Statistical analysis

We evaluated the relationship between DNA methylation in human lung cancers and clinicopathological characteristics using the Pearson chi-squared test and Fisher’s exact test for independence for dichotomous variables and Student’s t-test for continuous variables. Results were judged to be statistically significant at p< 0:05. All analyses were carried out using STATA statistical package version 10.0 (College Station, TX, USA).

Results

Single nucleotide polymorphisms (SNPs) of DACT2 in lung cancers

Since genomic loss of 6p27 is common in lung cancer and includes the DACT2 gene, we first sequenced DACT2 for the presence of genetic variation.
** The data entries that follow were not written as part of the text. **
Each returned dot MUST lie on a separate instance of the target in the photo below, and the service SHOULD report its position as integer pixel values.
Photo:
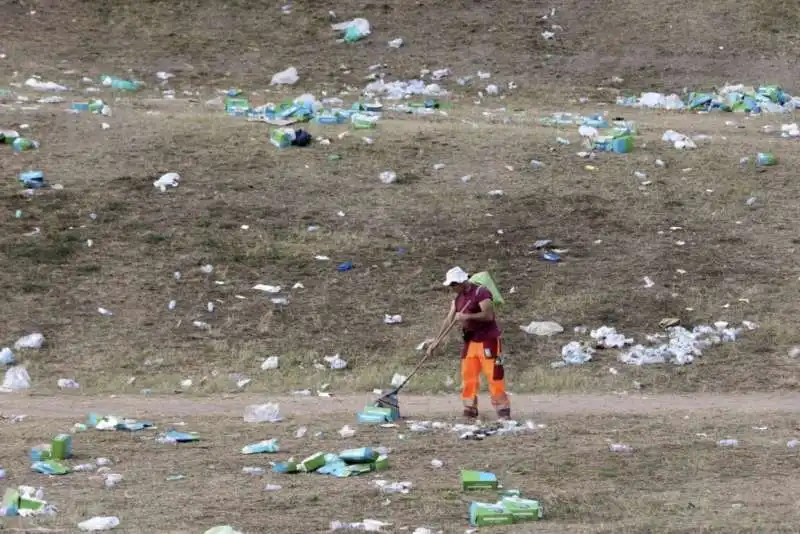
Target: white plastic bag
(262, 413)
(285, 77)
(6, 356)
(99, 523)
(270, 363)
(542, 328)
(16, 379)
(170, 179)
(31, 341)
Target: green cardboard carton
(364, 455)
(11, 501)
(61, 447)
(478, 480)
(522, 509)
(41, 452)
(484, 514)
(359, 469)
(31, 503)
(312, 463)
(381, 463)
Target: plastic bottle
(21, 144)
(270, 445)
(620, 447)
(257, 471)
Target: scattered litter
(609, 338)
(67, 383)
(393, 487)
(31, 341)
(38, 85)
(267, 288)
(336, 362)
(270, 363)
(367, 525)
(620, 447)
(285, 77)
(388, 177)
(7, 356)
(347, 432)
(170, 179)
(174, 437)
(574, 353)
(544, 328)
(398, 379)
(99, 523)
(223, 529)
(354, 30)
(16, 379)
(683, 345)
(262, 413)
(270, 445)
(679, 140)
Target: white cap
(456, 275)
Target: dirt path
(525, 406)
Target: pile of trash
(598, 133)
(17, 142)
(511, 508)
(731, 98)
(16, 377)
(678, 345)
(25, 501)
(347, 463)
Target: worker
(482, 351)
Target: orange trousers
(486, 357)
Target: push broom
(389, 400)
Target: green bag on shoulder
(484, 279)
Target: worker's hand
(462, 317)
(431, 349)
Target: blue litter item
(50, 467)
(134, 426)
(181, 437)
(329, 119)
(334, 466)
(596, 121)
(270, 445)
(358, 456)
(6, 356)
(32, 179)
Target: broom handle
(424, 358)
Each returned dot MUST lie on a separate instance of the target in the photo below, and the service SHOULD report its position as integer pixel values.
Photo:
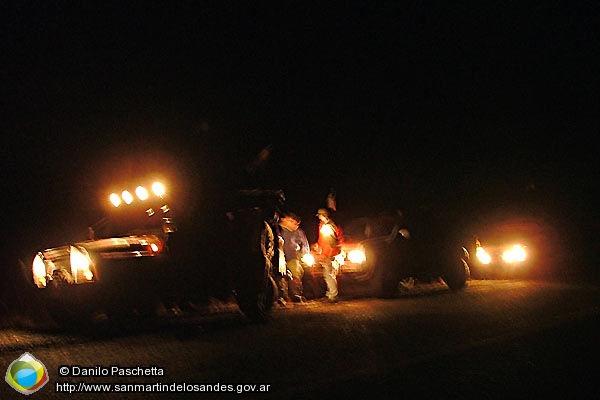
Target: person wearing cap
(328, 246)
(295, 245)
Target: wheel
(385, 281)
(457, 275)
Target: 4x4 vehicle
(157, 261)
(380, 251)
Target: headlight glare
(516, 253)
(483, 255)
(357, 256)
(80, 262)
(38, 269)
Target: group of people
(294, 245)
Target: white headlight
(515, 254)
(80, 262)
(483, 255)
(38, 268)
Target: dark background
(456, 105)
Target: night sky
(402, 101)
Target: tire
(457, 275)
(385, 282)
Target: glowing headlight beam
(39, 271)
(515, 254)
(115, 199)
(127, 197)
(357, 256)
(80, 262)
(141, 193)
(483, 255)
(158, 189)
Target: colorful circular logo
(26, 374)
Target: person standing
(328, 246)
(295, 246)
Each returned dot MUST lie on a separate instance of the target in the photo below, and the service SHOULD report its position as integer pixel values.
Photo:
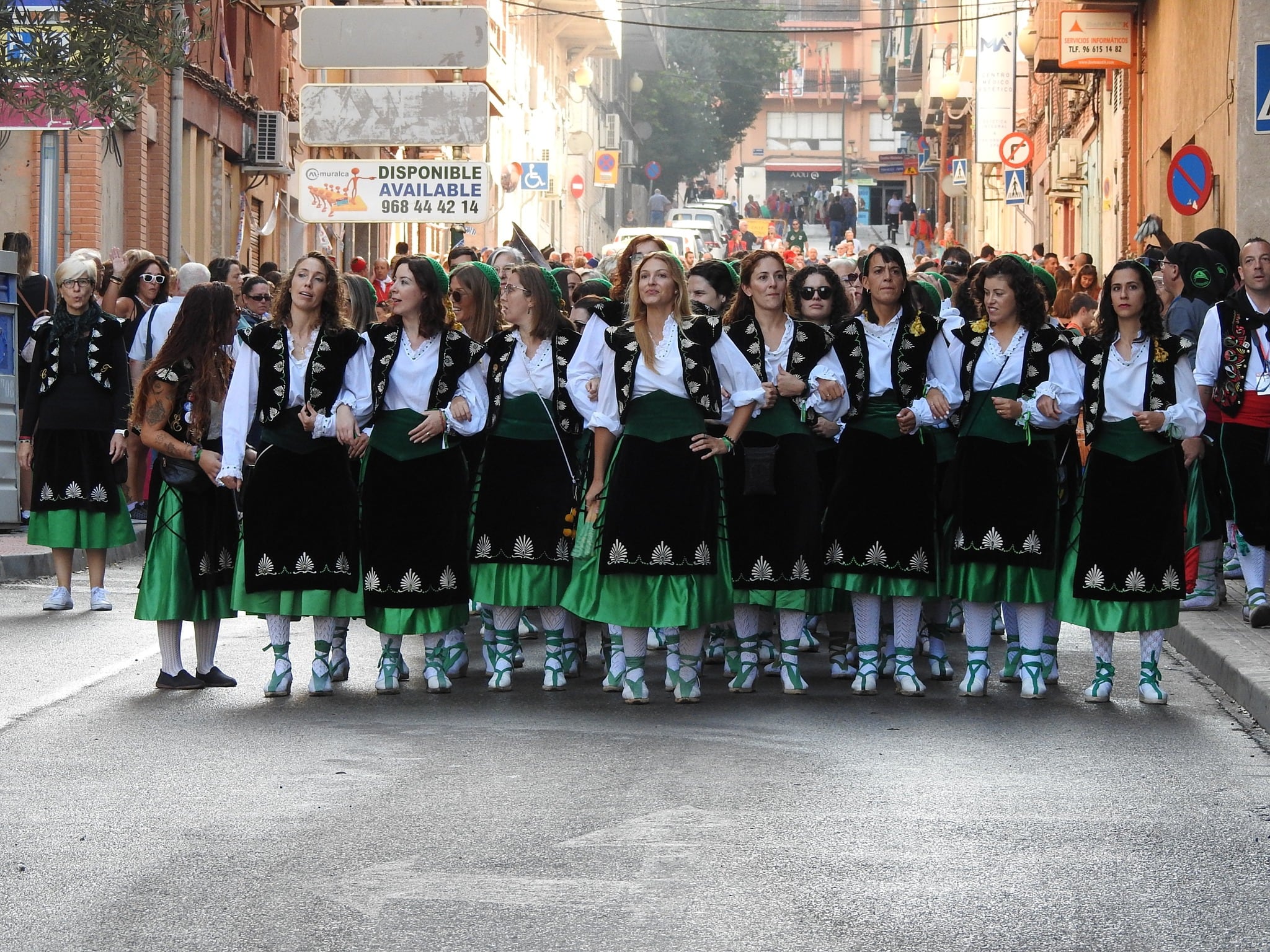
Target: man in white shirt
(155, 323)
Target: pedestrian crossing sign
(1016, 186)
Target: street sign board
(1261, 88)
(534, 177)
(383, 115)
(1095, 41)
(1016, 186)
(1189, 180)
(388, 191)
(1016, 150)
(394, 37)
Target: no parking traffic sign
(1189, 180)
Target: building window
(882, 135)
(804, 131)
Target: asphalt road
(533, 821)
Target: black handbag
(760, 465)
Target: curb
(40, 565)
(1238, 668)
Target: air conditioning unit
(271, 148)
(611, 131)
(1067, 164)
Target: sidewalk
(19, 560)
(1237, 658)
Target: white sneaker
(60, 601)
(99, 601)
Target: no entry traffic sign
(1016, 150)
(1191, 180)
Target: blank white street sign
(373, 115)
(394, 37)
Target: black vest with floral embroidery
(564, 345)
(908, 357)
(1038, 346)
(458, 355)
(1238, 328)
(700, 375)
(1161, 390)
(810, 343)
(324, 377)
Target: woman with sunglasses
(895, 369)
(521, 546)
(1141, 402)
(426, 385)
(774, 487)
(73, 434)
(660, 558)
(295, 375)
(1019, 382)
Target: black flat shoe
(180, 681)
(216, 678)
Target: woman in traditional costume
(1141, 402)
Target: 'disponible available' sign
(366, 191)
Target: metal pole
(47, 202)
(174, 154)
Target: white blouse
(735, 376)
(413, 374)
(1126, 384)
(242, 399)
(528, 375)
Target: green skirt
(986, 582)
(526, 586)
(167, 592)
(74, 528)
(415, 621)
(295, 603)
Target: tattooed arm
(162, 399)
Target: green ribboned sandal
(634, 690)
(554, 668)
(687, 681)
(1032, 673)
(907, 683)
(280, 682)
(1100, 689)
(388, 682)
(319, 681)
(502, 653)
(747, 667)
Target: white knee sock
(868, 610)
(507, 617)
(1254, 564)
(1032, 625)
(169, 646)
(977, 624)
(908, 617)
(206, 635)
(636, 641)
(1104, 644)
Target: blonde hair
(638, 311)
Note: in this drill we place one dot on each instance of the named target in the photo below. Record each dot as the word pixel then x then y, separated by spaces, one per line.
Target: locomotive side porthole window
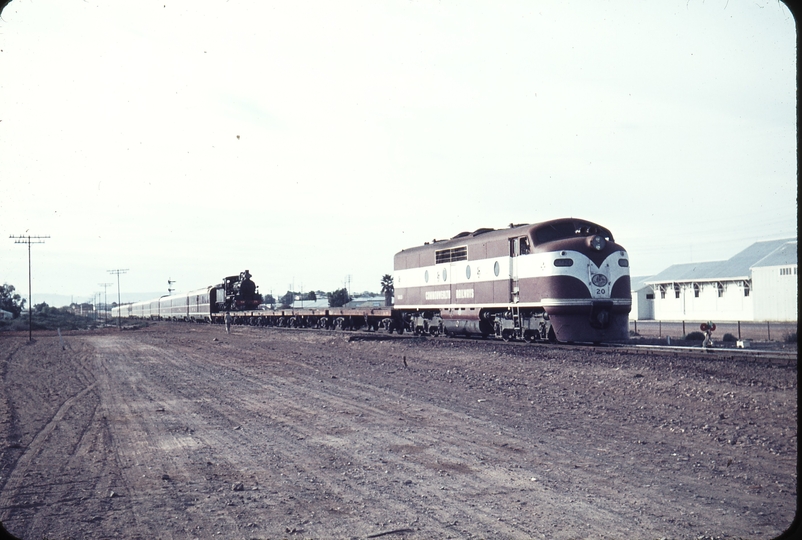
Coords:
pixel 451 255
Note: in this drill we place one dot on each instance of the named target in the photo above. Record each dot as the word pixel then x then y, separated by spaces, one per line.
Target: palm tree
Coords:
pixel 388 289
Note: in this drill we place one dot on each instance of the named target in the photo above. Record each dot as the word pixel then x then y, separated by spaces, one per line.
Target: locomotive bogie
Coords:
pixel 514 282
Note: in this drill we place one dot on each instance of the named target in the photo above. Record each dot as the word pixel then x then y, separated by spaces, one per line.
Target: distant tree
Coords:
pixel 10 301
pixel 388 289
pixel 338 298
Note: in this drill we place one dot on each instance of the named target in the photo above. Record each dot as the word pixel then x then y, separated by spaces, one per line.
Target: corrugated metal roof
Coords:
pixel 637 283
pixel 736 267
pixel 784 255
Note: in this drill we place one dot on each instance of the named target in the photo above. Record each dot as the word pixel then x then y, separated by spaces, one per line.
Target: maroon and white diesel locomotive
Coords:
pixel 564 280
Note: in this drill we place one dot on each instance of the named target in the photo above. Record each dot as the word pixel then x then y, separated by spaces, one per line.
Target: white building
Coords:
pixel 759 283
pixel 642 300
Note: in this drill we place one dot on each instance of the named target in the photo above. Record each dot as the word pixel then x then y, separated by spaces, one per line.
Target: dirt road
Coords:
pixel 181 431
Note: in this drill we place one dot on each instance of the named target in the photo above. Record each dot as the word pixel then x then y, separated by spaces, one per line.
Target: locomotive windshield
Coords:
pixel 561 230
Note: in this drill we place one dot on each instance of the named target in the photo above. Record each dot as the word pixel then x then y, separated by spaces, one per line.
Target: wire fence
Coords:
pixel 756 330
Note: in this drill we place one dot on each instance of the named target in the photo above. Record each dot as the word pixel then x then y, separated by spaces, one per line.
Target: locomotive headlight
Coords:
pixel 599 280
pixel 597 242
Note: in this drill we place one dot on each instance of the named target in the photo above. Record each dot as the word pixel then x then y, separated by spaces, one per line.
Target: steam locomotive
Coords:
pixel 559 280
pixel 235 293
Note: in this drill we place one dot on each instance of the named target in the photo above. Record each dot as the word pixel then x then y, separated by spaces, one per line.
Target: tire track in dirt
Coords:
pixel 277 435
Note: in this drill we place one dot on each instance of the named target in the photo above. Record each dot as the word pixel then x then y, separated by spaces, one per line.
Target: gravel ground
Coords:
pixel 183 431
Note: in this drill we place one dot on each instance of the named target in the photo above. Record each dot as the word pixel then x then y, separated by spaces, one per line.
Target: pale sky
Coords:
pixel 311 141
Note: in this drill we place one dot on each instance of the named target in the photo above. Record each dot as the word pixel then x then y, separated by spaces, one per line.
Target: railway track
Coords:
pixel 778 357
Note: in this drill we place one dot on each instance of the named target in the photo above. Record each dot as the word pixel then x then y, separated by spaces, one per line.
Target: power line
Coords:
pixel 119 306
pixel 105 301
pixel 29 239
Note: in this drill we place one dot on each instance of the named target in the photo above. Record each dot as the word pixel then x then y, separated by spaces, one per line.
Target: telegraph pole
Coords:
pixel 119 303
pixel 28 239
pixel 105 300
After sequencing the full-length cDNA and genomic DNA in eight lung cancer cell lines, three SNPs were found in four different cell lines (U-1752, NCI-H727, A549, and 95D), all within DACT2 exon 4, which encodes several protein-interacting regions, including the PDZ-binding motif (Dvl binding region). No other mutation or SNP was found in the other exons in our lung cancer cell lines. To further explore the association of SNPs in this region with lung cancer, 106 cases of primary lung cancer and 99 blood samples from healthy individuals were included in this study. Although three more SNPs were found in these samples, no additional mutations were discovered. The respective SNPs observed in the lung cancer patients versus those in the healthy individuals were as follows: A/G (rs6925614) 14.15% versus 25.25%; T/C (rs79931308) 4.72% versus 4.04%; A/C (rs10945501) 33.96% versus 30.30%; G/C (rs10945500) 15.09% versus 17.17%; T/C (rs10945499) 22.64% versus 23.23%; G/T (rs73789362) 5.66% versus 1.01%. No significant difference was found in lung cancer patients and healthy individuals (p> 0:05), suggesting that sequence variants of DACT2 were not associated with the development of lung cancer.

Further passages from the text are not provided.